What Can We DoWith Statistics? • You will regularly be presented with reports and memos incorporating numeric and statistical materials. You needed to understand and evaluate the work of others…: • You hire a consultant to suggest or evaluate a program. You need to be able to understand and interpret what they have done both to determine the quality of the work, to be able to ask good questions, and to reach your own conclusions about the report. • Example: EEOC and OFCCP’s standards for establishing a “pattern and practice of discrimination”
What Can We DoWith Statistics? • You should be facile with statistical measures and data to be able to play with professions for which is required knowledge. You can also shine relative to your peers if you are the one who does the statistical work and drafts those reports.
Fundamental Issues in Statistics • The world is multi-causal, meaningful models need to reflect multiple sources of causation. • There are many random elements in the outcomes we are concerned with. Simple observation is not enough to reveal underlying relationships. We need multiple observations to be able to establish the presence of a relationship. • Why anecdotes are suspect.
Fundamental Issues in Statistics • We use samples to learn about populations: • We seldom observe the populations we want to know about. Because we have to use samples, we engage in inference from samples to populations.
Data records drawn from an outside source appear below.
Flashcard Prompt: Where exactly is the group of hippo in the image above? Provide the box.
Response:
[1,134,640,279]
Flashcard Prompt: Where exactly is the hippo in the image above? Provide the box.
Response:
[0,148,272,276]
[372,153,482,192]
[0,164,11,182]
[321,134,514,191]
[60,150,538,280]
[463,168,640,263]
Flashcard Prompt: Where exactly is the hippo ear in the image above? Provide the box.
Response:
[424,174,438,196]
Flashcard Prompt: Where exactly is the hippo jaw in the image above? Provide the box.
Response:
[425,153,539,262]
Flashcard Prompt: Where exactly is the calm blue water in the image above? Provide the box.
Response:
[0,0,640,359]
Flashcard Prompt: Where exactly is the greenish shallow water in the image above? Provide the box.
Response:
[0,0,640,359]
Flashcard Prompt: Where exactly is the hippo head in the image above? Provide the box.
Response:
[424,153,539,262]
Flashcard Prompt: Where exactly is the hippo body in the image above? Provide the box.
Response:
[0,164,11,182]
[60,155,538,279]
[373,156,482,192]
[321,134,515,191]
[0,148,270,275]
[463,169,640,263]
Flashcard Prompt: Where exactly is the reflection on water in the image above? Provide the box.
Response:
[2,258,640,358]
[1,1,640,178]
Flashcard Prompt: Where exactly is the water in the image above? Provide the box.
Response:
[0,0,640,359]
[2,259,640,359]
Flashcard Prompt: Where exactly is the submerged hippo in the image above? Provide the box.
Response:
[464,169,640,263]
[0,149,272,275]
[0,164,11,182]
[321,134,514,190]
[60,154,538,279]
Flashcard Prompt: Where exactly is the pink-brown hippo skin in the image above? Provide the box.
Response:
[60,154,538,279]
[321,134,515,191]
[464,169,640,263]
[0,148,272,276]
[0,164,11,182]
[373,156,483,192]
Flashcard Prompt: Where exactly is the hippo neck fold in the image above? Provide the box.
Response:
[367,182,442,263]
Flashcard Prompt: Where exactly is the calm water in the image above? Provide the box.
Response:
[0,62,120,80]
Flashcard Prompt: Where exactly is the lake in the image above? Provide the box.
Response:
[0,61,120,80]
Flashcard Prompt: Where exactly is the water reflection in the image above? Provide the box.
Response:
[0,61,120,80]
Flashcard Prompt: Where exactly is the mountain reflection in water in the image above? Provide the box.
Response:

However, because of sampling variability, samples are not little mirror images of the population of interest. Given that samples are imperfect replications of populations, we have to use techniques such as hypothesis testing to determine if statements about populations are reasonable given our observed population.
Fundamental Issues in Statistics • Few events have only one or two causes. As we want to avoid reductionist approaches, our methods must allow for with multiple causation. • The foundation of model building is not statical but theoretic and practical knowledge of an issue. • Evaluation of the usefulness of models then rests on both statistical knowledge and broader understanding of an issue. Good statistical technique is a necessary but not sufficient condition for building a useful model. • Toward the end of the course we will evaluate literature using statistics so that we can bring all of the diverse elements together. • Successfully modeling this multi-causal world requires careful application of statistical technique. • Traditional course ends with a brief smattering of multi-variate statistics, but we need more.